When you re-use a cassette the fabric light seal will eventually become worn to the point where it lets in light. The chances of this happening can be reduced by putting the l;oaded cassette into a light tight container as soon as it is loaded, loading the camera quickly and putting it back in the container as soon as it is out of the camera.

Also, watch out for grit in the light trap.

'30 meter (400') rolls' - 30 m is about 100 ft.


----------



## unpopular (Dec 15, 2012)

Newbies and their shovels!


----------



## timor (Dec 15, 2012)

chris said:


> '30 meter (400') rolls' - 30 m is about 100 ft.

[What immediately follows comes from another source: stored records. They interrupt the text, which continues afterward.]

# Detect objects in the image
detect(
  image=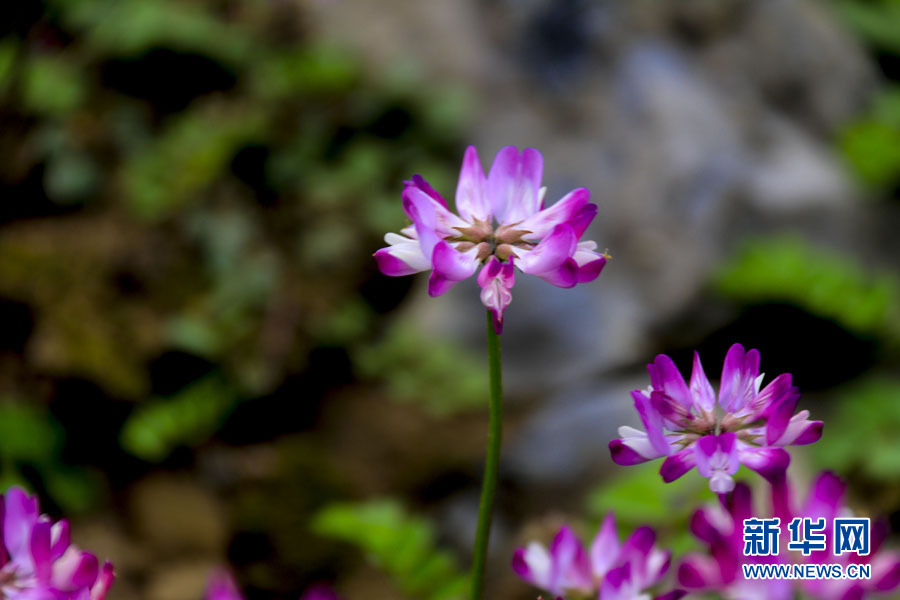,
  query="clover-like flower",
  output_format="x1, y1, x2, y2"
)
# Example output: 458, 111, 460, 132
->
609, 344, 822, 494
512, 513, 684, 600
375, 146, 608, 333
0, 487, 113, 600
678, 472, 900, 600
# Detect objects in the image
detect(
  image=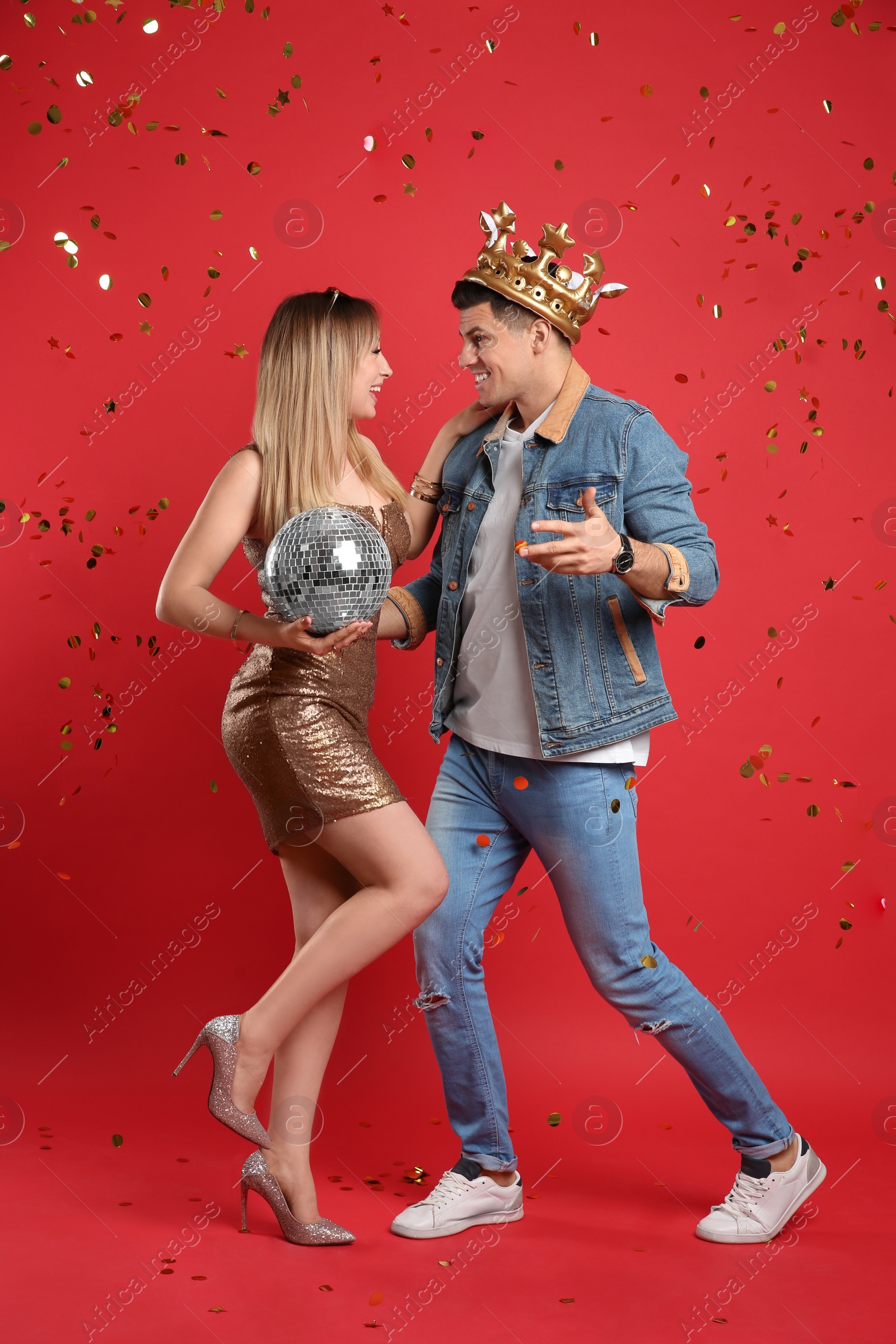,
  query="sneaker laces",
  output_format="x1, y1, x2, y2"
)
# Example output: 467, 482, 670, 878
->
419, 1170, 480, 1206
712, 1170, 771, 1217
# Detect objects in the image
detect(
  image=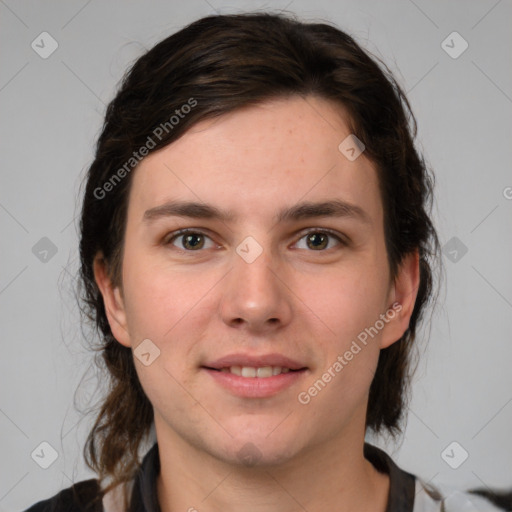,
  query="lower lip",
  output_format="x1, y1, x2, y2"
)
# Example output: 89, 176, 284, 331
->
202, 367, 307, 398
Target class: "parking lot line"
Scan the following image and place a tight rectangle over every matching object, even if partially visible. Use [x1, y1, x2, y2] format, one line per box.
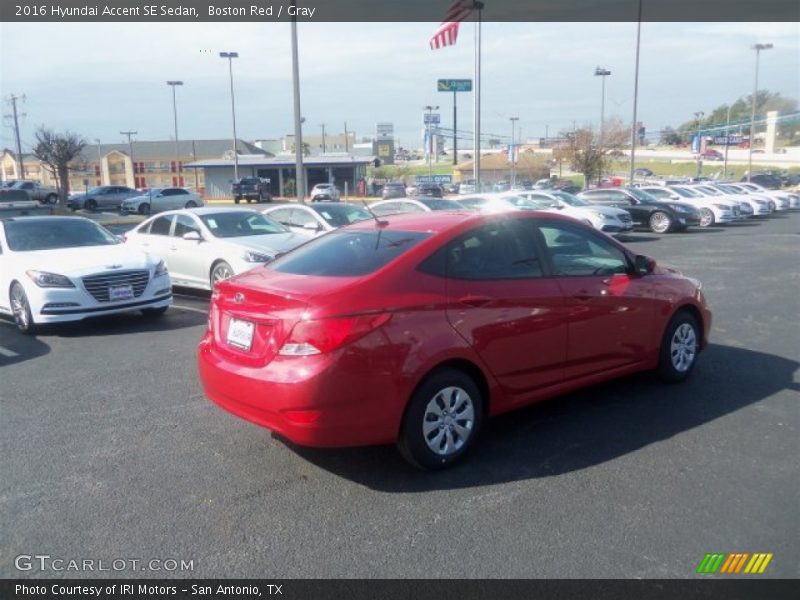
[172, 304, 208, 315]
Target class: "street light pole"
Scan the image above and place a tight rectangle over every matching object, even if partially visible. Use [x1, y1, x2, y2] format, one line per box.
[219, 52, 239, 181]
[694, 110, 705, 177]
[425, 104, 439, 183]
[167, 81, 183, 183]
[508, 117, 519, 188]
[594, 66, 611, 183]
[747, 44, 772, 182]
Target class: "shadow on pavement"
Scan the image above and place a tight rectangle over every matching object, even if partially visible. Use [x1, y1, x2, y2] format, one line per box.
[287, 344, 800, 493]
[0, 317, 50, 366]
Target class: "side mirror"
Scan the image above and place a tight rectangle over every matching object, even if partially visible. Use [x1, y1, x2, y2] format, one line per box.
[633, 254, 656, 277]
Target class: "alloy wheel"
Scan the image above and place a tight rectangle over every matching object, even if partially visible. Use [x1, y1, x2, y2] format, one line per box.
[670, 323, 697, 373]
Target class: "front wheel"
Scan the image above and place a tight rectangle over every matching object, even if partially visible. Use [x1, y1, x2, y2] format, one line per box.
[650, 210, 672, 233]
[658, 311, 701, 383]
[142, 306, 169, 319]
[11, 282, 36, 334]
[397, 369, 483, 470]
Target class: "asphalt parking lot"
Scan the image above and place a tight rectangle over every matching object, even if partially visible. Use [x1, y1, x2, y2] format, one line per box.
[0, 212, 800, 578]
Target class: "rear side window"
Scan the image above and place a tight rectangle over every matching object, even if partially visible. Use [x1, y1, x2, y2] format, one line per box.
[266, 229, 430, 277]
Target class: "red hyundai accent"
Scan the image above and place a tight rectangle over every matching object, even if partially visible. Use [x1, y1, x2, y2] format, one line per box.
[198, 212, 711, 469]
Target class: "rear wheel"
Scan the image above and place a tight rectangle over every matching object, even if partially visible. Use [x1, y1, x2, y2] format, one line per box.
[210, 260, 233, 290]
[11, 282, 36, 334]
[650, 210, 672, 233]
[397, 369, 483, 470]
[700, 208, 714, 227]
[658, 311, 701, 383]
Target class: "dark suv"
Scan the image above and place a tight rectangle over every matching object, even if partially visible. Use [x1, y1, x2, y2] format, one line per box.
[578, 188, 700, 233]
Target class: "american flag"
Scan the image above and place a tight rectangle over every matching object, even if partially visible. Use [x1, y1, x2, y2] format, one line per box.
[430, 0, 475, 50]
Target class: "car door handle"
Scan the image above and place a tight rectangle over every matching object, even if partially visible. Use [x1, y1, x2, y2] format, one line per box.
[458, 294, 493, 308]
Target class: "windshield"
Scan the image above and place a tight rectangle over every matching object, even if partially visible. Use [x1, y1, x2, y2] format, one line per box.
[199, 211, 289, 238]
[311, 203, 372, 227]
[553, 192, 592, 206]
[5, 217, 120, 252]
[626, 188, 658, 204]
[266, 229, 430, 277]
[669, 187, 703, 198]
[417, 198, 464, 210]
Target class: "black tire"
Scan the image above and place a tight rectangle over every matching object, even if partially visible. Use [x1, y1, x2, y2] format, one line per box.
[397, 369, 483, 470]
[142, 306, 169, 319]
[648, 210, 672, 233]
[658, 310, 701, 383]
[9, 281, 36, 335]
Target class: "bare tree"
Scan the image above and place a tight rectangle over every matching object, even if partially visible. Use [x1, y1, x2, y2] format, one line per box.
[33, 125, 88, 206]
[558, 120, 630, 186]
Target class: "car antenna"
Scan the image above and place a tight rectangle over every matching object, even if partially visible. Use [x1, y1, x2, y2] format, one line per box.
[361, 199, 389, 227]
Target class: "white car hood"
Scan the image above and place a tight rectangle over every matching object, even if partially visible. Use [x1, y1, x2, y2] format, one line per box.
[14, 244, 158, 276]
[220, 232, 314, 255]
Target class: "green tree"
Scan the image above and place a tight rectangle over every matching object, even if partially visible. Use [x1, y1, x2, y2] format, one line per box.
[33, 125, 88, 206]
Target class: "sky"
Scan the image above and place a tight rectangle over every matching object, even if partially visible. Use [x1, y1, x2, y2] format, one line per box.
[0, 23, 800, 151]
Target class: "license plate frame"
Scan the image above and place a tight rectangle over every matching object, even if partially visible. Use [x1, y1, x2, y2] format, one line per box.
[225, 317, 256, 352]
[108, 284, 133, 302]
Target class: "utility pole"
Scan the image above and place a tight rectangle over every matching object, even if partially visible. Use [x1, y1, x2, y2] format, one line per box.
[8, 94, 25, 179]
[119, 131, 139, 187]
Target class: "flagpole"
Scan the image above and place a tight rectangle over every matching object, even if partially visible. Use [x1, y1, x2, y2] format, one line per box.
[472, 1, 483, 193]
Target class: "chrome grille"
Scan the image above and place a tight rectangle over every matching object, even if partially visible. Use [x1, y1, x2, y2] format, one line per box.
[82, 270, 150, 302]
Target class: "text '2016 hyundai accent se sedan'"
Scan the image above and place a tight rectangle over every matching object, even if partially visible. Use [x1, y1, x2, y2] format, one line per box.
[198, 212, 711, 469]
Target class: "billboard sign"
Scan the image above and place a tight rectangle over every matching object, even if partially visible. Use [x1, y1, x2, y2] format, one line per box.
[436, 79, 472, 92]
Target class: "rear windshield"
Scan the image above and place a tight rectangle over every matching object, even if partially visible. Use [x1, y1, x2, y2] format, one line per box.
[266, 229, 430, 277]
[5, 218, 119, 252]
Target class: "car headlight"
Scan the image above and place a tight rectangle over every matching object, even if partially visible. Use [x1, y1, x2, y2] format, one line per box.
[25, 270, 75, 288]
[153, 260, 169, 277]
[242, 250, 272, 262]
[669, 204, 691, 214]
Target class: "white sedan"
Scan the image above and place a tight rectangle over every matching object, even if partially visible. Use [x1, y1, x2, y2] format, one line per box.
[119, 187, 203, 215]
[261, 202, 372, 235]
[0, 217, 172, 333]
[124, 207, 312, 290]
[514, 190, 633, 233]
[639, 185, 741, 227]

But he is right that 35mm movie stock comes in 400' rolls, about 121.9 m. or 1000'.


----------



## timor (Dec 15, 2012)

unpopular said:


> Newbies and their shovels!


Not everyone was born in Montana.


----------



## unpopular (Dec 15, 2012)

Huh? Neither was I. I'm not even local at all. Just moved here a couple years ago.


----------



## timor (Dec 15, 2012)

unpopular said:


> Huh? Neither was I. I'm not even local at all. Just moved here a couple years ago.


Just joking, I consider Montana the last sanctuary of film photography.


----------



## unpopular (Dec 15, 2012)

OH! LOL. No. I stopped shooting film, extremely reluctantly, about five years ago. Just got to be cost prohibitive.


----------



## gsgary (Dec 15, 2012)

unpopular said:


> OH! LOL. No. I stopped shooting film, extremely reluctantly, about five years ago. Just got to be cost prohibitive.



Its very cheap to shoot film if you do it at home


----------



## unpopular (Dec 15, 2012)

I've always primarily shot color, though - and I've never had much of an interest in the darkroom, so I'd need to get a scanner, and I'm not going to go cheap on that.

Also, if i shoot film, I'd also not mess with 35mm. I have ZERO interest in 35mm anymore.


----------



## timor (Dec 16, 2012)

unpopular said:


> OH! LOL. No. I stopped shooting film, extremely reluctantly, about five years ago. Just got to be cost prohibitive.


In _professional_ sens for shure, for me as an amateur, where the final product is high quality FB print, not so much. And there is also "fun factor".


----------



## Jhorneva (Dec 18, 2012)

A quick check of ebay shows a number of bulk loaders for under $20.  The main thing you need to do is keep the felt guides in the cartridges clean.  Otherwise you'll get scratches on the film when you load it.  A can of compressed air works well to blow them out. Then put the loaded film cartridges into the used (but clean) film canisters or plastic bags.


----------